No circularity: empirical benchmark scores are direct measurements, not self-referential

full rationale

The paper introduces PaperBench as a new benchmark with 8316 tasks derived from 20 ICML papers. Rubrics are hierarchically decomposed and co-developed with original authors for accuracy, then graded by an LLM judge whose performance is measured on a separate judge benchmark. The headline 21.0% replication score and human baseline comparison are direct empirical outputs from running agents on these tasks. No equations, fitted parameters, or derivations reduce to self-defined quantities by construction. No load-bearing self-citations or uniqueness theorems are invoked. The central claims rest on external data (agent runs, human attempts) rather than internal redefinitions.
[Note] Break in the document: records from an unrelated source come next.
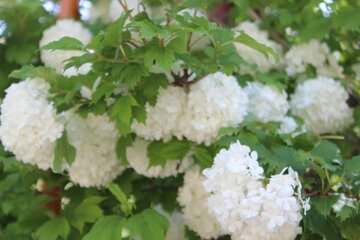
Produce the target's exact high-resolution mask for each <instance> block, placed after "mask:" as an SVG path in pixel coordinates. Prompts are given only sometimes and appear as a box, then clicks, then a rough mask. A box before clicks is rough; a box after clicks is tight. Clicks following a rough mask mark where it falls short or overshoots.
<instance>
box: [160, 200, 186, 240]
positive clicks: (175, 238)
mask: <svg viewBox="0 0 360 240" xmlns="http://www.w3.org/2000/svg"><path fill="white" fill-rule="evenodd" d="M155 210H156V211H158V212H159V213H160V214H161V215H163V216H164V217H166V218H167V219H168V221H169V224H170V226H169V228H168V230H167V232H166V236H165V240H186V239H187V237H186V236H185V225H184V218H183V215H182V214H181V213H180V212H178V211H174V212H172V213H168V212H166V211H165V210H164V209H163V208H162V206H161V205H157V206H156V207H155Z"/></svg>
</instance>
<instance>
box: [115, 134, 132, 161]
mask: <svg viewBox="0 0 360 240" xmlns="http://www.w3.org/2000/svg"><path fill="white" fill-rule="evenodd" d="M132 143H133V138H132V137H131V135H128V136H124V137H120V138H119V139H118V141H117V142H116V156H117V158H118V159H119V160H120V161H121V162H122V163H123V164H128V160H127V157H126V148H127V147H129V146H131V145H132Z"/></svg>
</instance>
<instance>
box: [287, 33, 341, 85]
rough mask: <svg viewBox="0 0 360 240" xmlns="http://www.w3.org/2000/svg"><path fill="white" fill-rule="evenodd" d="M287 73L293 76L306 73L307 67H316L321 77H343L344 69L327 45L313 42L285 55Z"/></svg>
mask: <svg viewBox="0 0 360 240" xmlns="http://www.w3.org/2000/svg"><path fill="white" fill-rule="evenodd" d="M285 61H286V72H287V74H288V75H290V76H293V75H295V74H296V73H301V72H305V70H306V67H307V65H312V66H313V67H315V69H316V72H317V74H318V75H320V76H327V77H339V78H341V77H343V68H342V67H341V66H340V65H339V63H338V59H337V57H336V55H335V54H334V53H332V52H331V51H330V49H329V47H328V46H327V45H326V43H321V42H319V41H318V40H315V39H313V40H311V41H310V42H308V43H303V44H300V45H294V46H292V47H291V48H290V50H289V51H288V52H287V53H286V54H285Z"/></svg>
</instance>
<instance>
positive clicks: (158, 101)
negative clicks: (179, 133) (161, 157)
mask: <svg viewBox="0 0 360 240" xmlns="http://www.w3.org/2000/svg"><path fill="white" fill-rule="evenodd" d="M186 98H187V96H186V93H185V91H184V89H182V88H180V87H174V86H168V87H167V88H166V89H163V88H161V89H160V90H159V95H158V97H157V102H156V105H155V106H151V105H150V104H148V103H147V104H146V113H147V116H146V122H145V124H143V123H139V122H137V121H136V120H135V121H134V122H133V124H132V130H133V131H134V132H135V133H136V134H137V135H138V136H140V137H142V138H144V139H146V140H160V139H162V140H165V141H167V140H170V139H171V137H172V135H175V136H176V135H178V134H179V132H178V126H179V124H180V121H181V116H182V114H183V112H184V108H185V105H186Z"/></svg>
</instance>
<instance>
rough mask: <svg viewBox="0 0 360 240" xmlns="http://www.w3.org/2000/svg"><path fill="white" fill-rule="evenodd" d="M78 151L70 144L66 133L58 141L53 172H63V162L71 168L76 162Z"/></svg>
mask: <svg viewBox="0 0 360 240" xmlns="http://www.w3.org/2000/svg"><path fill="white" fill-rule="evenodd" d="M75 157H76V149H75V147H74V146H72V145H71V144H70V143H69V142H68V137H67V132H66V131H64V132H63V135H62V136H61V138H59V139H58V140H57V141H56V144H55V154H54V163H53V170H54V172H61V171H62V169H63V161H64V160H65V161H66V162H67V164H69V166H71V164H72V163H73V162H74V161H75Z"/></svg>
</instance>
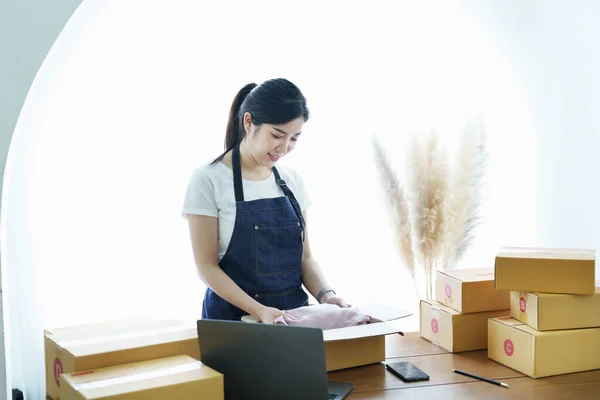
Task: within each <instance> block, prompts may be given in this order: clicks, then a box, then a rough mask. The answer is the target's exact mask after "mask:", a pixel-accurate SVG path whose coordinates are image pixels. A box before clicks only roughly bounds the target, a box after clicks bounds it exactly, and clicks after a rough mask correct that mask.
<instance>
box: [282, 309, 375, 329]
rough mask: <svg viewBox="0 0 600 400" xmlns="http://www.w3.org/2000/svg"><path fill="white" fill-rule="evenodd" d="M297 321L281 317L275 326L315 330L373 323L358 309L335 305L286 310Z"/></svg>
mask: <svg viewBox="0 0 600 400" xmlns="http://www.w3.org/2000/svg"><path fill="white" fill-rule="evenodd" d="M285 313H286V314H289V315H291V316H292V317H294V318H295V320H293V319H291V318H289V317H287V316H280V317H277V318H276V319H275V321H273V323H274V324H283V325H298V326H310V327H313V328H321V329H323V330H326V329H336V328H345V327H348V326H356V325H364V324H368V323H370V322H371V317H370V316H369V315H365V314H363V313H362V312H360V310H359V309H357V308H341V307H339V306H337V305H334V304H319V305H314V306H305V307H298V308H295V309H293V310H286V311H285Z"/></svg>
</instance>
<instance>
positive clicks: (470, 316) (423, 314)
mask: <svg viewBox="0 0 600 400" xmlns="http://www.w3.org/2000/svg"><path fill="white" fill-rule="evenodd" d="M420 314H421V319H420V321H421V322H420V326H421V329H420V330H421V337H422V338H423V339H426V340H429V341H430V342H432V343H433V344H435V345H437V346H440V347H441V348H442V349H444V350H447V351H449V352H452V353H458V352H462V351H471V350H483V349H486V348H487V345H488V343H487V329H488V325H487V320H488V319H489V318H493V317H499V316H507V315H510V310H508V309H507V310H496V311H485V312H479V313H470V314H461V313H459V312H458V311H456V310H453V309H451V308H449V307H446V306H444V305H443V304H441V303H439V302H437V301H435V300H431V301H427V300H421V312H420Z"/></svg>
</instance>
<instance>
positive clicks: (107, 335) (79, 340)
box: [56, 324, 193, 349]
mask: <svg viewBox="0 0 600 400" xmlns="http://www.w3.org/2000/svg"><path fill="white" fill-rule="evenodd" d="M190 328H193V326H191V325H187V324H184V325H177V326H171V327H168V328H159V329H150V330H146V331H136V332H129V333H121V334H116V335H107V336H97V337H91V338H86V339H73V340H63V341H59V342H56V345H57V346H58V347H61V348H63V349H64V348H67V347H76V346H85V345H90V344H97V343H104V342H110V341H117V340H124V339H138V338H141V337H144V336H154V335H162V334H165V333H174V332H181V331H185V330H187V329H190Z"/></svg>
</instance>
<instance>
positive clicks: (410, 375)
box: [385, 362, 429, 382]
mask: <svg viewBox="0 0 600 400" xmlns="http://www.w3.org/2000/svg"><path fill="white" fill-rule="evenodd" d="M385 369H387V370H388V371H390V372H391V373H392V374H394V375H396V376H397V377H398V378H400V379H402V380H403V381H405V382H416V381H427V380H429V375H427V374H426V373H425V372H423V371H421V370H420V369H419V368H417V367H415V366H414V365H413V364H411V363H409V362H396V363H389V364H385Z"/></svg>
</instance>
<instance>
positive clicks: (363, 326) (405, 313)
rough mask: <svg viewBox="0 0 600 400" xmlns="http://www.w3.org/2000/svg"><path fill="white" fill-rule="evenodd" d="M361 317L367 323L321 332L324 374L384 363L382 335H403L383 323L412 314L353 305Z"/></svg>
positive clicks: (372, 305)
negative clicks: (365, 314)
mask: <svg viewBox="0 0 600 400" xmlns="http://www.w3.org/2000/svg"><path fill="white" fill-rule="evenodd" d="M353 307H356V308H358V309H359V310H360V311H361V312H363V313H364V314H367V315H369V316H371V320H372V321H373V322H372V323H370V324H366V325H359V326H350V327H347V328H339V329H326V330H324V331H323V341H324V342H325V363H326V366H327V371H328V372H329V371H337V370H340V369H345V368H353V367H359V366H362V365H368V364H376V363H379V362H382V361H385V336H386V335H392V334H400V335H402V336H404V333H402V331H401V330H400V329H397V328H395V327H393V326H391V325H389V324H387V323H386V322H389V321H392V320H396V319H400V318H404V317H408V316H410V315H412V314H411V313H409V312H406V311H404V310H400V309H395V308H391V307H386V306H382V305H379V304H367V305H360V306H354V305H353ZM242 321H244V322H249V323H255V322H257V320H256V319H255V318H254V317H252V316H249V315H246V316H244V317H242Z"/></svg>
Axiom & Free-Parameter Ledger

0 free parameters · 1 axioms · 0 invented entities

The benchmark construction rests on the assumption that author-validated rubrics capture replication success and that the LLM judge approximates human grading; no free parameters or invented entities are introduced beyond standard benchmark design choices.

axioms (1)
  • domain assumption Author co-developed rubrics accurately reflect what constitutes successful replication of the original papers
    Stated in the abstract as the method for ensuring accuracy and realism of the grading criteria.